I am designing the lighting system for 3 major office buildings. Around the building and in some balconies, the architect will specify some green areas and small gardens. The architect is suggesting to install some uplight along the garden, in some cases under small trees and others just in the grass. As far as I understand, uplight under the tree can be considered "landscape lighting" and therefore is exempt from light pollution requirements. Right?
My doubt is for the remaing areas, where luminaires are installed in the grass. Is this lighting also exempt?
Please note that there is more external lighting in the project, but all that is complying with requirements.
Bill Swanson
Sr. Electrical EngineerIntegrated Design Solutions
LEEDuser Expert
734 thumbs up
March 9, 2018 - 4:40 pm
A few things.
1. The wattage for all of this lighting still needs to be counted. The exemption only applies to uplight and light trespass requirements.
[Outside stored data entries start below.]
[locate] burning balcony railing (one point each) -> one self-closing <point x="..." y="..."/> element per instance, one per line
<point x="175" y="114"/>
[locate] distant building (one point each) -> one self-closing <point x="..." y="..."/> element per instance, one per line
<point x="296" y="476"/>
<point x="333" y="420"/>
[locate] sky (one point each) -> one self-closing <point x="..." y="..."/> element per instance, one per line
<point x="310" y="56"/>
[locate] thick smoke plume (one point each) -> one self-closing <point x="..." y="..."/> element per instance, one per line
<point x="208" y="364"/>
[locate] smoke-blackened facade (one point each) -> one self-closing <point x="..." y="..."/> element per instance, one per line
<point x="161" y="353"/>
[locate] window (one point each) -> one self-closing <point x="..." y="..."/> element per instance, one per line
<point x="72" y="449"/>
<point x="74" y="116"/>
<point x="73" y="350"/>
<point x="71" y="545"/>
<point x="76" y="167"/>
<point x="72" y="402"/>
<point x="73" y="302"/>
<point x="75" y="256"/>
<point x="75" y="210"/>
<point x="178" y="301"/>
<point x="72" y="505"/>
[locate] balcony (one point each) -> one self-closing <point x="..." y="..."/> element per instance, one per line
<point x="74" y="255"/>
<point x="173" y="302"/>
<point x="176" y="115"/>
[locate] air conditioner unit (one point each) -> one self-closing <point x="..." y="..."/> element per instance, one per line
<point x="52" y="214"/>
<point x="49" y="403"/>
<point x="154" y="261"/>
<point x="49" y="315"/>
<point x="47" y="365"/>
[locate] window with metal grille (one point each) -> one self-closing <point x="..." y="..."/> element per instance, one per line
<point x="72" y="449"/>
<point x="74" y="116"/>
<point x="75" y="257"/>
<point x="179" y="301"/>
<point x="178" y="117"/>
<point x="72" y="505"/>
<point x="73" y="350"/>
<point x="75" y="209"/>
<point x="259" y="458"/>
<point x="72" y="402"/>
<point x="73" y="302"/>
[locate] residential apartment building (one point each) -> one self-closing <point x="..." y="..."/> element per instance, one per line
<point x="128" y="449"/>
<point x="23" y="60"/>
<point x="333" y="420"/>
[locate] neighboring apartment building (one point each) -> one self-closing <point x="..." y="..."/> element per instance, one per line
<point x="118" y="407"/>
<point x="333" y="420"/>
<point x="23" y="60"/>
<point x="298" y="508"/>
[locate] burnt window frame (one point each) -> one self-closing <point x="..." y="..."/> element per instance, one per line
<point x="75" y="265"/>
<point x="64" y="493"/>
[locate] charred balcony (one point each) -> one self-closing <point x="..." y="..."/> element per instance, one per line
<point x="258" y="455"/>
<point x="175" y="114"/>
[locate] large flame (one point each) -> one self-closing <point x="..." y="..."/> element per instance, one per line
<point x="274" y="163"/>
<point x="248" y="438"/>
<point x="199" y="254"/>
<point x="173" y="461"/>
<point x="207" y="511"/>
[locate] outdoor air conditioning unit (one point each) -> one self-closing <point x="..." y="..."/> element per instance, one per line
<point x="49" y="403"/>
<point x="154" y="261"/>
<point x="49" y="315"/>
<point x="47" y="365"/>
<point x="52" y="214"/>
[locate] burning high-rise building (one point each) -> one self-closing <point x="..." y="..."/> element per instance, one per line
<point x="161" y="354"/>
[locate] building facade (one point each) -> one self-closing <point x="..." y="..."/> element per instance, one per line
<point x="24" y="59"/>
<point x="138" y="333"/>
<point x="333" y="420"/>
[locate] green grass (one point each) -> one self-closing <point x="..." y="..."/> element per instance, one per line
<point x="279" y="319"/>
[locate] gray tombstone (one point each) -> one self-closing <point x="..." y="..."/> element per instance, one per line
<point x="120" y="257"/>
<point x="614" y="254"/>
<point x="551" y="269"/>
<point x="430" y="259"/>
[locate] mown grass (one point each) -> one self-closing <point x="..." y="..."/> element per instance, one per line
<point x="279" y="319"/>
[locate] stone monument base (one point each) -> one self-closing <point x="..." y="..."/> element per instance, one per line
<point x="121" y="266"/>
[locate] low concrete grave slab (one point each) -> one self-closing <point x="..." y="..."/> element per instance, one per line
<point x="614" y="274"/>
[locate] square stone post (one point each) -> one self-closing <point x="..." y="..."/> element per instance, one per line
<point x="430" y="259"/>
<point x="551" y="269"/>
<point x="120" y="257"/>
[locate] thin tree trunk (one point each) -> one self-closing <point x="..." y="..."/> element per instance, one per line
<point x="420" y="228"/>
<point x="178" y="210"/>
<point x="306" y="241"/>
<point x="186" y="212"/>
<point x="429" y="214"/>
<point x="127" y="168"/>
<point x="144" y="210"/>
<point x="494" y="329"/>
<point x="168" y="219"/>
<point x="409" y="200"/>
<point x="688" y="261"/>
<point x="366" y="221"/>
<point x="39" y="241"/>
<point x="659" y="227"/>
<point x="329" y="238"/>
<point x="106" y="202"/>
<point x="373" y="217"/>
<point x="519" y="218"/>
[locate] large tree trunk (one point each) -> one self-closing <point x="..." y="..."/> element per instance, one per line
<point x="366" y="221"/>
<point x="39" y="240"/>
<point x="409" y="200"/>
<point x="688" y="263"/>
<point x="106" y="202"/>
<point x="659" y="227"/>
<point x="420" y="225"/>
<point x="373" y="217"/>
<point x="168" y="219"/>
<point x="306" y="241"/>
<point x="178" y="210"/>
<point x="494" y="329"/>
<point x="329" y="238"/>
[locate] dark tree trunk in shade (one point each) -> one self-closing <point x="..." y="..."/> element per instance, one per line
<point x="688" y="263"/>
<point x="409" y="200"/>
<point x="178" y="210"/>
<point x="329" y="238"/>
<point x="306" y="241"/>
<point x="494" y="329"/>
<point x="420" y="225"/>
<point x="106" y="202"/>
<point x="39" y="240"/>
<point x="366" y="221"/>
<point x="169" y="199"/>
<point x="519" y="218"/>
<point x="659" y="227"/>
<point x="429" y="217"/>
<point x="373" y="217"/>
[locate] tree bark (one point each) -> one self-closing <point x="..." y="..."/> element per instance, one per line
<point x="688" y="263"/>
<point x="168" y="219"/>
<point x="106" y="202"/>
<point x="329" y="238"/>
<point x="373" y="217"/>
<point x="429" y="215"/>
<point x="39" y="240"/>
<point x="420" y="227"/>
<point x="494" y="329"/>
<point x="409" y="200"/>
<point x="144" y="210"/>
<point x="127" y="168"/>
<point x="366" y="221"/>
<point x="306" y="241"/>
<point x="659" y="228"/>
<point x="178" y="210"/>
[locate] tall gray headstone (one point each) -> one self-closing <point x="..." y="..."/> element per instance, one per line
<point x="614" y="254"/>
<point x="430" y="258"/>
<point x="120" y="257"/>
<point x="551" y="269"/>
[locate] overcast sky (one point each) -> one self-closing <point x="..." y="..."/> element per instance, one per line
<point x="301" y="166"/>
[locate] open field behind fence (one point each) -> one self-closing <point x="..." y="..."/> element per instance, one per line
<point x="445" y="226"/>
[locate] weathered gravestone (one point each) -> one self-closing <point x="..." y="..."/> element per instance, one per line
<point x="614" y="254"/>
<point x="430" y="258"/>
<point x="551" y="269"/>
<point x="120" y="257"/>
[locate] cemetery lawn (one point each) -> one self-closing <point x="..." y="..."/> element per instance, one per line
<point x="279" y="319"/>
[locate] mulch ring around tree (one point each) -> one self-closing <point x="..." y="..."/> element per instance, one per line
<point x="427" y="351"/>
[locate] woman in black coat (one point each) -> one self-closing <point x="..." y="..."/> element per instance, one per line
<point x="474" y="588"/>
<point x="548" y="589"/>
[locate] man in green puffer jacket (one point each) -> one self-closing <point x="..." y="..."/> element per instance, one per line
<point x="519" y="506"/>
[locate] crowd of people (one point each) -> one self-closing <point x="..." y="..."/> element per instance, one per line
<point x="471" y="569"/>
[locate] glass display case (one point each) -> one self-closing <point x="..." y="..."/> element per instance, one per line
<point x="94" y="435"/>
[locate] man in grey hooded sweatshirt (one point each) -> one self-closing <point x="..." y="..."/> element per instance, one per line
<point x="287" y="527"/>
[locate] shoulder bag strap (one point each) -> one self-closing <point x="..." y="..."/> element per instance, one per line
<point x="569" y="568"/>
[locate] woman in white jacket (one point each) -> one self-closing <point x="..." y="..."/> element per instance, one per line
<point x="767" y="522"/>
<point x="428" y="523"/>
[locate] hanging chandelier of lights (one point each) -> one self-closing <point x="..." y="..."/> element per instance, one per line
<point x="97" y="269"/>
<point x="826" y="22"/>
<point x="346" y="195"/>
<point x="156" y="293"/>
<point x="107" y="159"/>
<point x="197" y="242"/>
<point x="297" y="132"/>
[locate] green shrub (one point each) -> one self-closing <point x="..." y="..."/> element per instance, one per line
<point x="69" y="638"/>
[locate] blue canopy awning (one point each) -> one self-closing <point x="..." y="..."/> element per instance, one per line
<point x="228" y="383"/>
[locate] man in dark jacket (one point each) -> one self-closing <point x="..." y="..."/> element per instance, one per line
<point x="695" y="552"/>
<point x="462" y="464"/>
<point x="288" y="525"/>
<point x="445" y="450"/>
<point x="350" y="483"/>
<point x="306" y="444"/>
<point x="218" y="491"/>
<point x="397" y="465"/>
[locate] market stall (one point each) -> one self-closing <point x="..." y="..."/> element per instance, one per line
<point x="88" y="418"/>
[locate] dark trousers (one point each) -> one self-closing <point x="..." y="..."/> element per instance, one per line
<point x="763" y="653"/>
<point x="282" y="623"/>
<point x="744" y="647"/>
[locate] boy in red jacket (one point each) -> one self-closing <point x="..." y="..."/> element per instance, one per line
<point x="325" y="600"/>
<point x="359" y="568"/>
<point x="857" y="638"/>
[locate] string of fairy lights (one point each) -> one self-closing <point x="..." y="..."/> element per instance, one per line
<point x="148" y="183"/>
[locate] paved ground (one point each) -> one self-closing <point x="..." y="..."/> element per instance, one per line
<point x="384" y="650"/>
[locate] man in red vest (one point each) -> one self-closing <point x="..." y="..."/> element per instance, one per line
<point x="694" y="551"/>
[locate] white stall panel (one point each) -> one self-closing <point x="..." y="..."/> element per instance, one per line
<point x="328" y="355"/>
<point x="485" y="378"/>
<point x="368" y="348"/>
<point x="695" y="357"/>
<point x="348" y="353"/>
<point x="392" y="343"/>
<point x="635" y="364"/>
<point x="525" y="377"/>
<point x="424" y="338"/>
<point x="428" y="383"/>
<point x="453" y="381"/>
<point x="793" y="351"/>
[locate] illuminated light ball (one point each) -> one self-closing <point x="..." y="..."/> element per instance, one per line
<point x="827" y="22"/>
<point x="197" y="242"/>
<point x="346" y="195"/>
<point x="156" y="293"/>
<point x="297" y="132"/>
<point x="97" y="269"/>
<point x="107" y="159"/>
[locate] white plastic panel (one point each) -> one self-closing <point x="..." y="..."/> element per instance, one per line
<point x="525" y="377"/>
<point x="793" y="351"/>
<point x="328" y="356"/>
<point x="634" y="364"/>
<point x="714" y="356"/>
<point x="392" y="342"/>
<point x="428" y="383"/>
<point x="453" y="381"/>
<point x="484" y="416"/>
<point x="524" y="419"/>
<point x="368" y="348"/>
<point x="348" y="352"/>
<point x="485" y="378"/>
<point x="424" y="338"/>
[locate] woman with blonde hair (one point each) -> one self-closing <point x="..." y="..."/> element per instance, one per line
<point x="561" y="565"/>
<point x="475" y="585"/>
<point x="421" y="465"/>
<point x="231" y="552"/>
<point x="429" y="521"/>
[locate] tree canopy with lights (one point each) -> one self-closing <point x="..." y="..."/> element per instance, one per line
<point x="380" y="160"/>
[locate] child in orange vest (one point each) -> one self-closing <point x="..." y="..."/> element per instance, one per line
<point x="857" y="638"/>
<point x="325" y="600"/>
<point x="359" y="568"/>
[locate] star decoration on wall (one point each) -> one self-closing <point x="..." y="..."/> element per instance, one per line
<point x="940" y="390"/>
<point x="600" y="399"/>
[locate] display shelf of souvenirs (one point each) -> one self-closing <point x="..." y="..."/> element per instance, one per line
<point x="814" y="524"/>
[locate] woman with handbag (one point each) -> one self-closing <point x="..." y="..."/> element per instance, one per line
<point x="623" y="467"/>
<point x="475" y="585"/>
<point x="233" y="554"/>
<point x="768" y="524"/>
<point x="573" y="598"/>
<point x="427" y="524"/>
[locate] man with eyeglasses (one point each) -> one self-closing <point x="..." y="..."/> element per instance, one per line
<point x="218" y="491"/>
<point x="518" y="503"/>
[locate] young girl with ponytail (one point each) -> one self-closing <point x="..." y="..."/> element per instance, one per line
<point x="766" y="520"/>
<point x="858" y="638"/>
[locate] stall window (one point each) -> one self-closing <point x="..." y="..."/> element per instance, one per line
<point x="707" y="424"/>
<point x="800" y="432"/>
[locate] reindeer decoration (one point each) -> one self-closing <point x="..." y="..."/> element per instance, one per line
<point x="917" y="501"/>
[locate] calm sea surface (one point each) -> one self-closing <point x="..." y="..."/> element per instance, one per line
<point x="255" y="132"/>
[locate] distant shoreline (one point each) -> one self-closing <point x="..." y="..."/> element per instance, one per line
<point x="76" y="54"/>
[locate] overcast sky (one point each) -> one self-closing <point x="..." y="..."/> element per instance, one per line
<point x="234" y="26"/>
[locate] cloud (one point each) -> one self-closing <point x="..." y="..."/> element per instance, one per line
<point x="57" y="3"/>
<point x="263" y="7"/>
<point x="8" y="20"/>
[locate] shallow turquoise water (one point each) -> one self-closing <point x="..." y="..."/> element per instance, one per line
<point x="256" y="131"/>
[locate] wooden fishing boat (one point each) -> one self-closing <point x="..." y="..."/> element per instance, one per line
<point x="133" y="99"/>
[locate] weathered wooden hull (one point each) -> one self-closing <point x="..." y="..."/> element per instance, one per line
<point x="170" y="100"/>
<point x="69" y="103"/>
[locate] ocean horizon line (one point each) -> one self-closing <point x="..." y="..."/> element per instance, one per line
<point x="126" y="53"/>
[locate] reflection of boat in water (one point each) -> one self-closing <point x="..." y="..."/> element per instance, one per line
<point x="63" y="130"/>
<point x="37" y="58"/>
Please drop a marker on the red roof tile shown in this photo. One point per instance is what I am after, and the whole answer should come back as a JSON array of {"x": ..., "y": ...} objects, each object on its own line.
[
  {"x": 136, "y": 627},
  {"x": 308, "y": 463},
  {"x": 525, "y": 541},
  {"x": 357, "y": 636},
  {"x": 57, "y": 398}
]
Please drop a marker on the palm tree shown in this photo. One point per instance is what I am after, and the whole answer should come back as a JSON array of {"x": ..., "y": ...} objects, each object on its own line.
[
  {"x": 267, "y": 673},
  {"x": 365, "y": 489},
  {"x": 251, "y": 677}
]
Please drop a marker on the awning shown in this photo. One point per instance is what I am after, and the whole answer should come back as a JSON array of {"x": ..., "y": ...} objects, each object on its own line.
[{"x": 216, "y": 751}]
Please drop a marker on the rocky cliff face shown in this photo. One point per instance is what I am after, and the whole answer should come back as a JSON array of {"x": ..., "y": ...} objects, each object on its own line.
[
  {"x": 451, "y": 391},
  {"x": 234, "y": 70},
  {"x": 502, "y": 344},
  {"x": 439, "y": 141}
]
2. The landscape lighting must be controlled separately from non-exempt lighting. It is only exempt in LZ3 & LZ4. And it must automatically turn off between midnight and 6am. No local override for the balconies.
3. There are many things that are a judgement call. I'm hesitant to call lighting in grass as "landscape lighting". But there is no firm rule that defines what is landscape lighting. If challenged by a Reviewer, how good of an argument can be made to defend this position? I don't like the lack of clarity between LZ2 and LZ3. It just comes down to a judgement call.